The Curbside Swap began in 2011 as an initiative of the Municipal Environment Committee, said committee members Anne Saltel and Joyce Timpson, who is also a Municipal Councillor.
“As the Council rep on the committee, I brought it forward to Council to support the idea of a community event. Initially, it was held twice a year, once in May and again in early Fall. It has become a popular event and by popular demand we increased it to twice a month for the whole weekend. The swap will continue on this schedule until it snows,” Timpson said.
Timpson and Saltel said a Curbside Swap Facebook page (SLKT – Curbside Swap) was started a few years ago so people could advertise what they would be putting out.
“The page now has over 1700 members. Put your treasures out anytime of the year and advertise it on the page rather than wait until the community swap. However, we still hold the community wide swap, as it is a fun community event and many people save up their goods for that day and others enjoy travelling around the community looking for treasures,” Timpson said. She added, “Advertising goods on the page on Swap Day is convenient and saves time and fuel. The Swap has great value for waste reduction. Excessive consumerism and the resources used to support consumerism is a major contributor to greenhouse gas emissions, the source of climate change and the chaotic climate events we have experienced in recent years.”

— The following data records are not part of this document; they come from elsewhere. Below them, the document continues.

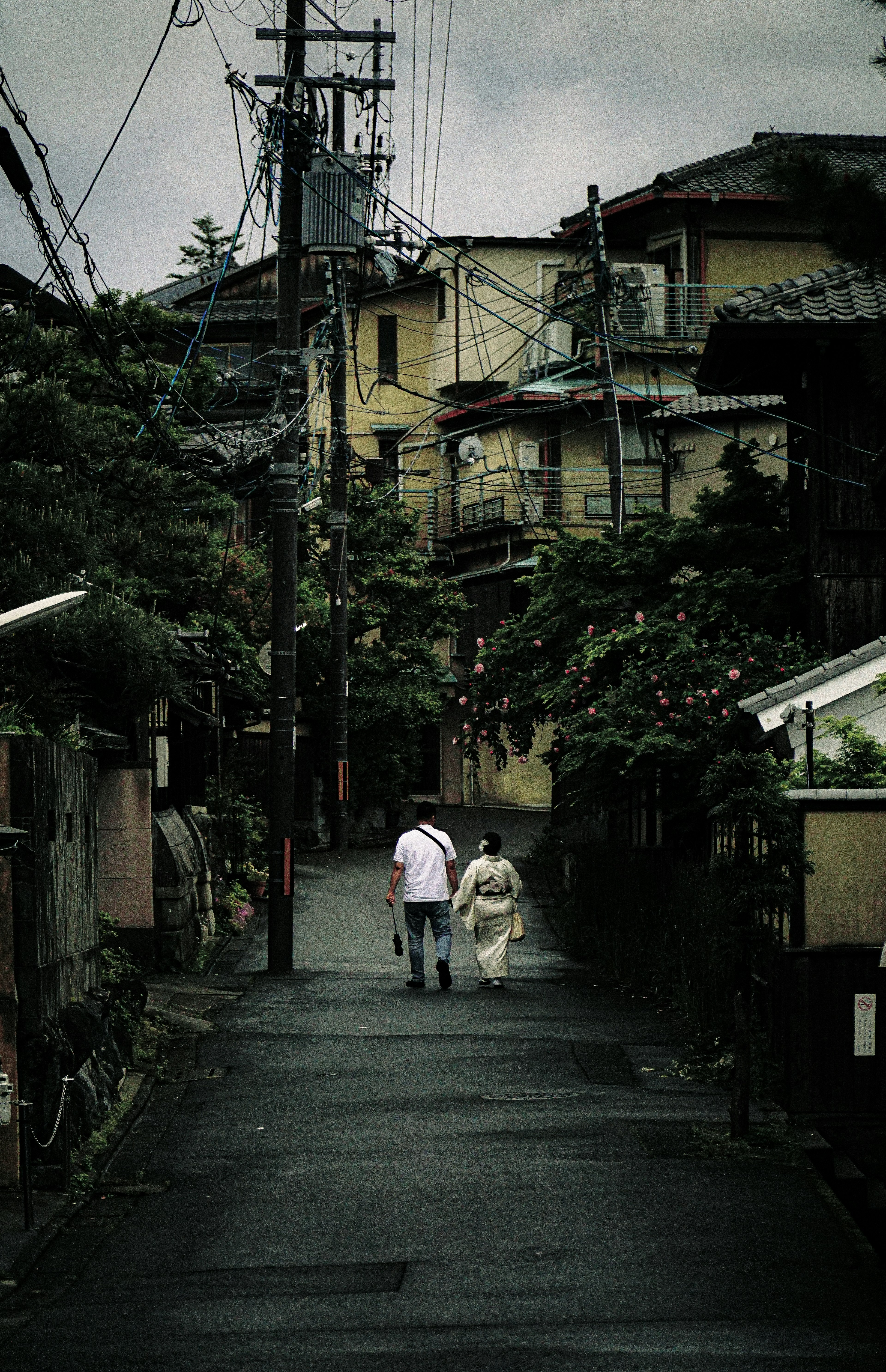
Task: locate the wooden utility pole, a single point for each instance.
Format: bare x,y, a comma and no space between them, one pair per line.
338,531
284,511
612,426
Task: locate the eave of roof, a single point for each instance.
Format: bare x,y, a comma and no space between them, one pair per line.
829,671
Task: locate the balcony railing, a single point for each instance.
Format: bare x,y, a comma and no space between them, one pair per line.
679,311
508,497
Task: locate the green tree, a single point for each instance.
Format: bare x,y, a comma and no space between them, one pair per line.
637,650
859,764
88,495
209,249
397,611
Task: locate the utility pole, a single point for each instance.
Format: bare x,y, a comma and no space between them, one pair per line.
284,512
612,426
808,722
338,530
331,223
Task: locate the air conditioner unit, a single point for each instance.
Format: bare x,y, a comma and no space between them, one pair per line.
334,205
640,298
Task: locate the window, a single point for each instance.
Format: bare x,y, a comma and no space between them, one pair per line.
640,504
387,348
597,507
493,512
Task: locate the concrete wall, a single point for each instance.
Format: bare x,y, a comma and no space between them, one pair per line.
523,785
125,877
845,901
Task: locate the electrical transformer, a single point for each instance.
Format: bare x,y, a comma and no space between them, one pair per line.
334,205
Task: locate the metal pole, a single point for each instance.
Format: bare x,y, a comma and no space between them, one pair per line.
338,570
284,518
66,1135
338,531
612,426
810,725
24,1128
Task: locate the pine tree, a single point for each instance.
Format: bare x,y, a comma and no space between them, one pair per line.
209,249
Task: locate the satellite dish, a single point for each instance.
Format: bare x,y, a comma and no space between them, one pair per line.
471,449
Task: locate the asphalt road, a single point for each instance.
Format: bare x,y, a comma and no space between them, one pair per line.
395,1182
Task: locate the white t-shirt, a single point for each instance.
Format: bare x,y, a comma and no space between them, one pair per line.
426,865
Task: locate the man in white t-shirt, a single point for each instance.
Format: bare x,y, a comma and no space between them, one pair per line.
426,858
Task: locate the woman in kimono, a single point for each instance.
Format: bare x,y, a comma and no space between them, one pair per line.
486,902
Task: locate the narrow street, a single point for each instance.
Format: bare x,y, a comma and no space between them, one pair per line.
474,1181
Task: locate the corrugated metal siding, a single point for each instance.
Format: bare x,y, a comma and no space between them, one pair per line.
55,876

Saltel explained that reusing products is an easy way towards environmental sustainability.
“Reusing items conserves the natural resources used to create the product and reduces transportation costs. From a financial standpoint it saves us from buying a new product, saves a trip to the landfill and extends the life of our municipal landfills, a tax funded resource,” Timpson added.
Timpson and Saltel said they think the Curbside Swap has been a success judging by the tremendous interest of people participating.
“The landfill is not filling up as quickly as was predicted when it was built. Initiatives like the Swap, the Salvation Army, and recycling are all contributing to this,” Timpson said.
“If you want to join our Facebook page (SLKT Curbside Swap) just dial in and answer the questions posed. If you have things, you no longer use, put your items at the end of your property. If you are a member of the page, you can post a photo with a description. If you are looking for something, keep your eye on the page or just take a trip around town,” Timpson urged.
“Remember that if you are putting something out on a table or rack and the table or rack is not for Swap, make sure to put a sign to that effect. If you are thinking of taking something and are not sure whether it is for Swap, just ask the owner of the property to be certain, “ Timpson concluded.